Review – Mutual A-Gender
Mutual A-Gender is a showcase in two parts – “Milkshake” by Sarah Ling, and “Gay by Nature” by Nick Walters, both of which explore gender and the nature of its representation – and performance – in society.
“Milkshake” was shown as a video production, which felt like a bit of a cheat for a Fringe performance, but one in which Ling cleverly juxtaposes the hyper-sexuality of modern club dancing with Victorian peep-show nudity (and its comparative innocence) and dance for the sake of the silly fun of it (to Kanye West’s “Monster”, of all things). I was a little mystified by the use of Kanye’s “Black Skinhead” in the piece, though – it’s a track that comes saturated in its own politics, and it looms larger in Ling’s work than the collage she puts to it.
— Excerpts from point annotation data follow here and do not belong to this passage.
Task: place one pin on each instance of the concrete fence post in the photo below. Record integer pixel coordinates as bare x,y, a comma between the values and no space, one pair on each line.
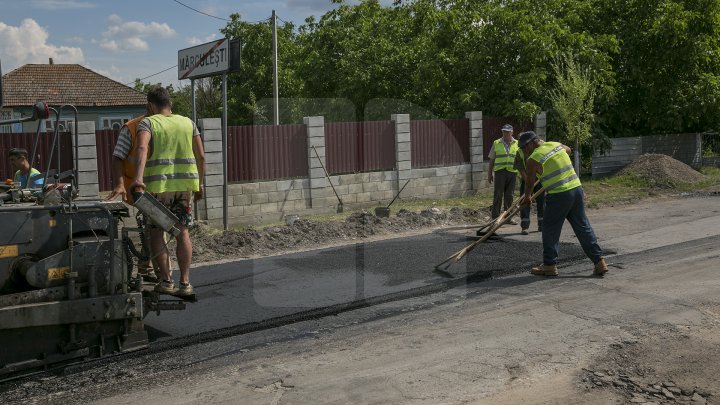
88,183
541,125
211,131
403,143
477,155
315,127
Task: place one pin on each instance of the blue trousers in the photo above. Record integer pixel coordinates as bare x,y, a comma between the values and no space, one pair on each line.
568,205
525,209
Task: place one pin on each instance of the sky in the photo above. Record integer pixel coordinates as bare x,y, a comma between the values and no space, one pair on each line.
127,39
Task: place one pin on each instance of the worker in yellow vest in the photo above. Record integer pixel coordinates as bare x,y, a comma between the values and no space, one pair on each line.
501,172
171,164
519,165
550,162
124,162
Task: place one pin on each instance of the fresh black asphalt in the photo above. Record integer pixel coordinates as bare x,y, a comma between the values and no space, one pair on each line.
327,281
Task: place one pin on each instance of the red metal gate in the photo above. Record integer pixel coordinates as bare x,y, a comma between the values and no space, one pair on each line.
440,142
352,147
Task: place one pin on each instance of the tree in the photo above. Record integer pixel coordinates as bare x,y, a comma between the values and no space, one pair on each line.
573,101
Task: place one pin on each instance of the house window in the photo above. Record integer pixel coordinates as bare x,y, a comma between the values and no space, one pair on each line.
113,122
63,125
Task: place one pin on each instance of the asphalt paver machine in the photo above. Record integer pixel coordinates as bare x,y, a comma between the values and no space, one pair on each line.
68,291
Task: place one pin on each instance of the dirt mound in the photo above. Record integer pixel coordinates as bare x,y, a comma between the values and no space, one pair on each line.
662,171
210,244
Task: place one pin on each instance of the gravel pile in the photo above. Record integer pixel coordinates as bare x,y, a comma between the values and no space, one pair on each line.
662,171
636,390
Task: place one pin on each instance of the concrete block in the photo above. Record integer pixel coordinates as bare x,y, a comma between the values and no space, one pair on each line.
252,209
300,205
276,196
317,173
241,199
349,198
403,136
215,213
405,165
372,186
213,168
403,156
400,118
259,198
355,188
251,188
316,136
362,197
348,179
269,208
284,185
212,135
236,211
214,180
320,182
210,123
402,147
213,191
213,146
214,202
87,165
317,121
442,189
268,186
386,185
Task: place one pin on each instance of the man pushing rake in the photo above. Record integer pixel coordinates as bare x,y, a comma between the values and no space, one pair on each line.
549,163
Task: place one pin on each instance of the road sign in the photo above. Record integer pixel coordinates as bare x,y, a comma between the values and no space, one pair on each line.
208,59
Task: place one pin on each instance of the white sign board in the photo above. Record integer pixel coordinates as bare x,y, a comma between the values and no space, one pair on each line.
204,60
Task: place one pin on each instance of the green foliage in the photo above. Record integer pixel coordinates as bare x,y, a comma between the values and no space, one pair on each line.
573,99
654,63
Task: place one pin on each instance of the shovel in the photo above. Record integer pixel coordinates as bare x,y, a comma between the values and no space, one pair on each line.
327,176
384,212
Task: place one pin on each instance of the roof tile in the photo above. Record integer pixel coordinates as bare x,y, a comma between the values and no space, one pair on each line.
59,84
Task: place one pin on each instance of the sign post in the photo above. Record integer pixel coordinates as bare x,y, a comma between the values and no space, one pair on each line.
211,59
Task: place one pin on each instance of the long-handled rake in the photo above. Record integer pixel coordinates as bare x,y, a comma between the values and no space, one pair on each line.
494,226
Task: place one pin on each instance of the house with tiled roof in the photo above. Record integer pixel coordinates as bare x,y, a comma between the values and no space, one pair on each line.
97,98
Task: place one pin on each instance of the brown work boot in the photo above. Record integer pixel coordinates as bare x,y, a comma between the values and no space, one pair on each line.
600,268
544,270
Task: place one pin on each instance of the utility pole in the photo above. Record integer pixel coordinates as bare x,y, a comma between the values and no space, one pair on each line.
276,103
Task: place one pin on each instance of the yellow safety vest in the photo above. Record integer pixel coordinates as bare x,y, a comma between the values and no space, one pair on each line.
503,159
172,166
558,174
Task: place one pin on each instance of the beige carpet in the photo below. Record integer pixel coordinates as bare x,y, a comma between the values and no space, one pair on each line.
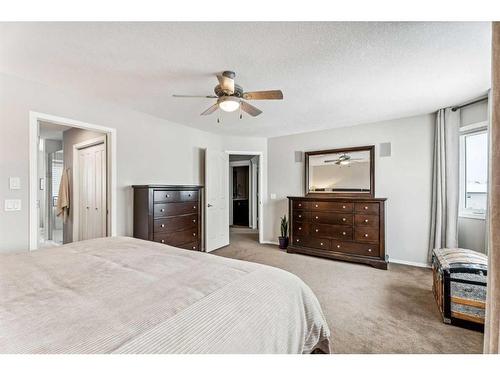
368,310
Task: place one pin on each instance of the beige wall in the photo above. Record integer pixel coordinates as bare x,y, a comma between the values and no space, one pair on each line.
403,178
149,149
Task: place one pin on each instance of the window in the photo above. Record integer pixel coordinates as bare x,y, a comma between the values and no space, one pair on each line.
473,171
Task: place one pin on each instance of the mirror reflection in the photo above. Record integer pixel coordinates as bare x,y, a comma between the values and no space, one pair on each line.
342,172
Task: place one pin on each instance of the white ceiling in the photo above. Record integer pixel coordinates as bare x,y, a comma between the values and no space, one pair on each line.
332,74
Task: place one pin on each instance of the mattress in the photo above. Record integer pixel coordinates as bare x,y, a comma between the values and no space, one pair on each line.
124,295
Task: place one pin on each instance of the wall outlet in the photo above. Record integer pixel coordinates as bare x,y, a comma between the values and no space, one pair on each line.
12,205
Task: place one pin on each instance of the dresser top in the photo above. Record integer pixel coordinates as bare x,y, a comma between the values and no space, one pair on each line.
336,199
168,187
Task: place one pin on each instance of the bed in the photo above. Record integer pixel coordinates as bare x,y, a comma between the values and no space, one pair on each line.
124,295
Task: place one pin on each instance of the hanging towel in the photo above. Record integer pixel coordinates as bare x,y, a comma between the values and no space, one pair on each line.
63,203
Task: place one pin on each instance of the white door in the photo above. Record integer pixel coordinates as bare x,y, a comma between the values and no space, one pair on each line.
92,192
216,193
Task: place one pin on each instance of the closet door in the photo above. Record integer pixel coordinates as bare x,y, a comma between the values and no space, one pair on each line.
92,192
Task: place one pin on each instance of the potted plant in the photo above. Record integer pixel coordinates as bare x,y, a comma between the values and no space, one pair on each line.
284,233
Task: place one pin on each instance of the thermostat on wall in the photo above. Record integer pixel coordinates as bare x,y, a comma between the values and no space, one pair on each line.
14,183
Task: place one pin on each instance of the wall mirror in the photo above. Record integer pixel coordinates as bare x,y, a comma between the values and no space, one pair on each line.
341,172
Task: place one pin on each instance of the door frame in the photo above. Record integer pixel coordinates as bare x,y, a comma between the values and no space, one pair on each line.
76,183
34,118
260,154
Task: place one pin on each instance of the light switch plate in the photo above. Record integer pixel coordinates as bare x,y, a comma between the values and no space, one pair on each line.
14,183
12,205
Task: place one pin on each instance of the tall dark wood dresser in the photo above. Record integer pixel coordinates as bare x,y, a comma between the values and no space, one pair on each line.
169,214
351,229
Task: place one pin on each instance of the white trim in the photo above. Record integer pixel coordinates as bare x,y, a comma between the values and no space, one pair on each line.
76,183
466,215
407,263
270,243
34,118
260,154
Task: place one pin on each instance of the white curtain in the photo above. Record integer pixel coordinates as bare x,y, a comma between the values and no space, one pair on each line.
445,181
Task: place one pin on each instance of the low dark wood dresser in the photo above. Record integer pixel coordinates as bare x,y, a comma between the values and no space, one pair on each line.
339,216
169,214
351,229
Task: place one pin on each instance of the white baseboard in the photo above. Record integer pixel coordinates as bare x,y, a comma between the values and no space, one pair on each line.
407,263
270,243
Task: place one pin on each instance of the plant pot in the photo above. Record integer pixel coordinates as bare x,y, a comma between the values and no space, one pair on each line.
283,242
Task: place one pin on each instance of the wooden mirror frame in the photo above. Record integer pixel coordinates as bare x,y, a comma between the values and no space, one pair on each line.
370,194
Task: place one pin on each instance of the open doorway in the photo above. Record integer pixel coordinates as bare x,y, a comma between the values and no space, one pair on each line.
71,181
244,198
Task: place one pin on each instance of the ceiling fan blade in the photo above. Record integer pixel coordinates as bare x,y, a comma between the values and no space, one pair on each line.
195,96
263,95
250,109
210,110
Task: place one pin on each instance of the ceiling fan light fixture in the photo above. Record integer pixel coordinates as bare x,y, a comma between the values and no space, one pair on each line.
228,103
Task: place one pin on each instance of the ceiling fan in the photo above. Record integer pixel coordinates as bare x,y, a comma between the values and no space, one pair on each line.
231,97
343,159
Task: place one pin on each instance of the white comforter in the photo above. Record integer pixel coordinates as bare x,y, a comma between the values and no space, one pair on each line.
123,295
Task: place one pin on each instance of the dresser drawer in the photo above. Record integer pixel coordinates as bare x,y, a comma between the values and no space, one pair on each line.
174,209
367,208
356,248
366,234
188,196
331,218
317,243
331,206
366,220
331,231
177,238
190,246
300,228
172,224
300,205
300,215
165,196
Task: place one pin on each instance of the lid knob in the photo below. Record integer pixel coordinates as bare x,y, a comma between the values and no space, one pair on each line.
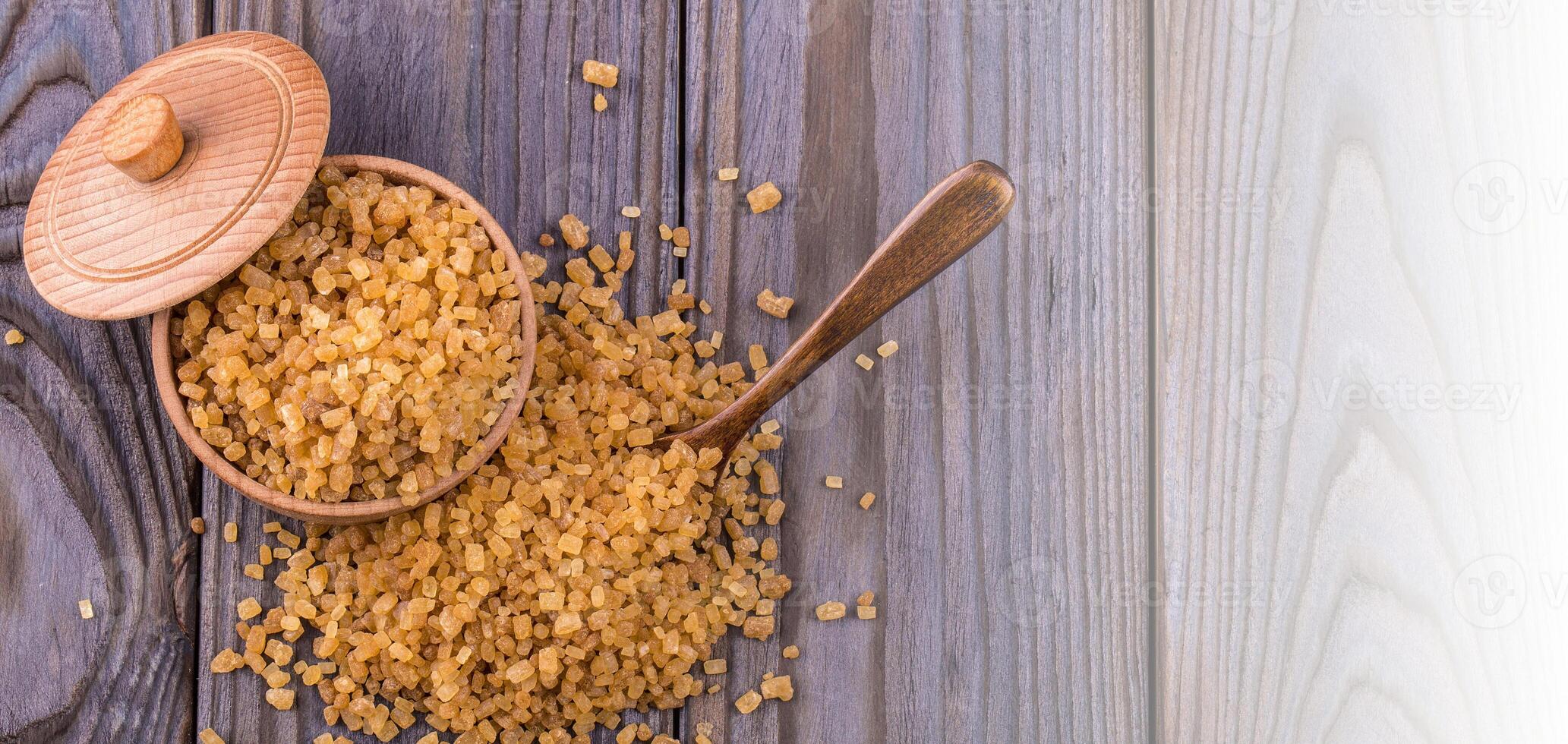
143,138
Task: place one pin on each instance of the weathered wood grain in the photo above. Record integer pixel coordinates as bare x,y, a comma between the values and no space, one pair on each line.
491,96
1005,439
1361,409
94,490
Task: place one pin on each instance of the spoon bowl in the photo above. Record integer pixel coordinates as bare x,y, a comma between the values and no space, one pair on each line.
952,218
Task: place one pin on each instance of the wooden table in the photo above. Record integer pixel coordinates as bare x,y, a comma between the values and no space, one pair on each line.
1125,492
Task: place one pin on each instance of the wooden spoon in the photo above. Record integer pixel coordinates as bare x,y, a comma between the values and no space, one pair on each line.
960,212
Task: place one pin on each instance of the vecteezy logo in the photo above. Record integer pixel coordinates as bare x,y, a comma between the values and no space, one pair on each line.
1490,592
1264,393
1490,197
1261,17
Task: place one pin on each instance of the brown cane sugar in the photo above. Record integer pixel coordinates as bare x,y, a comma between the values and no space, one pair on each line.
363,352
576,575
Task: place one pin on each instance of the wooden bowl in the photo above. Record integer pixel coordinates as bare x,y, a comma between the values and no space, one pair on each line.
355,512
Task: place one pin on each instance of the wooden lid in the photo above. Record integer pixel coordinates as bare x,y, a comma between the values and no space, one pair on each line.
176,176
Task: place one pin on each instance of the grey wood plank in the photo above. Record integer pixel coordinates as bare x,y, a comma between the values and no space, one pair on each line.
491,96
96,492
1007,437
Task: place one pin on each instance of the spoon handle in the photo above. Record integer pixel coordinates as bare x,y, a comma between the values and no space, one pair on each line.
955,215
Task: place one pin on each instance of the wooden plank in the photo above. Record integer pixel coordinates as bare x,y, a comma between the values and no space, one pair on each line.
1361,412
94,489
488,94
1005,439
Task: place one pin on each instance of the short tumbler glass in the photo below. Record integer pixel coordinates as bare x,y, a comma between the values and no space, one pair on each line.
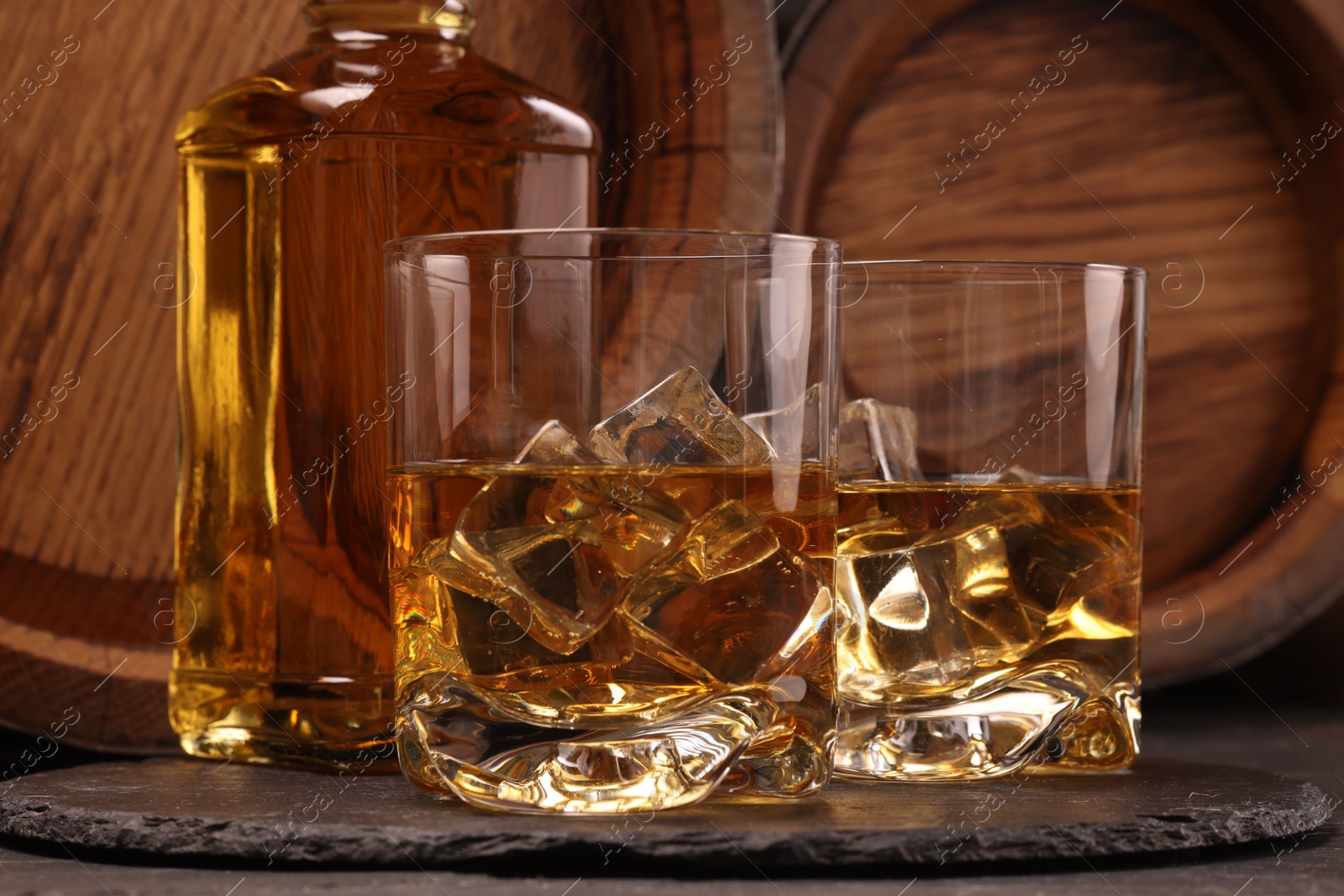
988,550
612,477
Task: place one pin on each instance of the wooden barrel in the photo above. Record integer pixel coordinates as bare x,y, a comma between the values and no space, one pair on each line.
87,235
1198,139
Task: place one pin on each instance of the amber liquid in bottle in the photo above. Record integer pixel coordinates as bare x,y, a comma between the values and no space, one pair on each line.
385,125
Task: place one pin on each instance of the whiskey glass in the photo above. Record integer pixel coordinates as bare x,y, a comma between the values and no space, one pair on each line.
612,479
990,490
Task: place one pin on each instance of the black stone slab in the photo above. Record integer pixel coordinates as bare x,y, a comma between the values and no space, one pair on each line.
192,809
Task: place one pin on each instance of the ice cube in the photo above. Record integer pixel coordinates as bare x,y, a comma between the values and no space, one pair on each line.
878,441
897,625
924,611
497,653
555,546
726,602
555,443
793,432
1061,553
999,625
679,421
555,580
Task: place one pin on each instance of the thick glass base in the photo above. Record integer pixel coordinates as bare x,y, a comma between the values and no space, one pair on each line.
318,723
1026,727
454,745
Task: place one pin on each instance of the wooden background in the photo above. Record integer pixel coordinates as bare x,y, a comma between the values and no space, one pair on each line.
87,239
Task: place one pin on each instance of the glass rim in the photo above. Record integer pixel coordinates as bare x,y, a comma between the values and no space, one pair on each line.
401,244
990,265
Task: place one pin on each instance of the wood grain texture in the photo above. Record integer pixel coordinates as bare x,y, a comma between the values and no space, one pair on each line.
1153,149
87,241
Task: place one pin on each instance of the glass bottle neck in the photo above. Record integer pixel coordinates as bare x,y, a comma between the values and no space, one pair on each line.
367,20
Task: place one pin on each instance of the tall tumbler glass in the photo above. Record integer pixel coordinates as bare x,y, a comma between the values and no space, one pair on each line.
613,490
988,550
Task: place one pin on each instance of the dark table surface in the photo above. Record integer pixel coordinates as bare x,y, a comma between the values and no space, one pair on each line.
1299,741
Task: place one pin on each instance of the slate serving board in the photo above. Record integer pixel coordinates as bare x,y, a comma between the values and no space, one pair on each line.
202,812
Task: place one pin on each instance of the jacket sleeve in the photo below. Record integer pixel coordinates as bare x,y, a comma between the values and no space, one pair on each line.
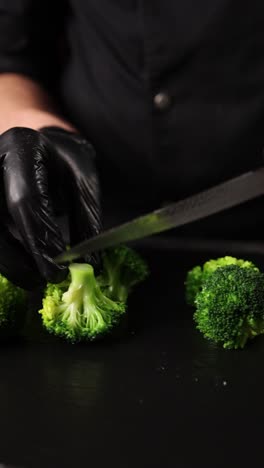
29,35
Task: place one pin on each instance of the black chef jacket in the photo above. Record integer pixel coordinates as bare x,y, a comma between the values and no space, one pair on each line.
171,93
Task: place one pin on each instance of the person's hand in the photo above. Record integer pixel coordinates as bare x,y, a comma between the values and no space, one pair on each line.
42,174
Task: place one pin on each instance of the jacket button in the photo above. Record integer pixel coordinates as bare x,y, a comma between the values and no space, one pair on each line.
162,101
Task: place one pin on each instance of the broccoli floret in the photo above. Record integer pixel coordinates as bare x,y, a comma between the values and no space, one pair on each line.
230,306
123,268
198,275
77,309
13,308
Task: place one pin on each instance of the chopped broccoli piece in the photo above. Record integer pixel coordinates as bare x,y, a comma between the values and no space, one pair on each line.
13,308
123,268
77,309
198,275
230,306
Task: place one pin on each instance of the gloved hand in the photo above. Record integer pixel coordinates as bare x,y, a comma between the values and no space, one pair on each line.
44,174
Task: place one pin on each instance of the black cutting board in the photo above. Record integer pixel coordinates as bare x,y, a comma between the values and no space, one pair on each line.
159,397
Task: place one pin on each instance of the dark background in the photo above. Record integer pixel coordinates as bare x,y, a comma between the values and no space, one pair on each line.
159,396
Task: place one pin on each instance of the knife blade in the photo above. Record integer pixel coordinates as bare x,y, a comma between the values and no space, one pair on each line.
223,196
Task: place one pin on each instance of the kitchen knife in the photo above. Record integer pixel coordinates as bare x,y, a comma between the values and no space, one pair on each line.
213,200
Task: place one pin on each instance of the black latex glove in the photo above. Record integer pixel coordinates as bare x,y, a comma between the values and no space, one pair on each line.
42,175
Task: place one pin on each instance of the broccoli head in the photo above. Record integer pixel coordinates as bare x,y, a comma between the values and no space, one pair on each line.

“Gay by Nature” was substantially more promising. It opens with a video loop of a boy, suspended by his feet, twisting in discomfort. It’s a slow, torturous and unsettling start, furnished with brooding instrumentals that make the scene positively Lynchian in tone. Walters then emerges and, underneath the screen and hidden in shadow, performs rhythmic bench presses to the boy’s contortions.
If you’re going to channel Lynch, you need to have a sense of humour about yourself; luckily, Walters understands this, and his performance is darkly hilarious. When the stage lights come up we see him as the picture of heightened masculinity – dressed as batman and with a comically impressive six-pack – which he then discards to perform his gender in several other exaggerated forms. Here he uses screen images and live dance towards a show which comes across as one gleeful snark against anyone who would judge him by his gender or sexuality.
Fun, contemplative and loud, Mutual A-Gender provides an interesting mixture of dance and contemporary art. And while “Milkshake”, for its lack of any live component, might have worked better as a part of a gallery exhibition than a live show, Nick Walter’s honest and energetic performance makes it all worth seeing.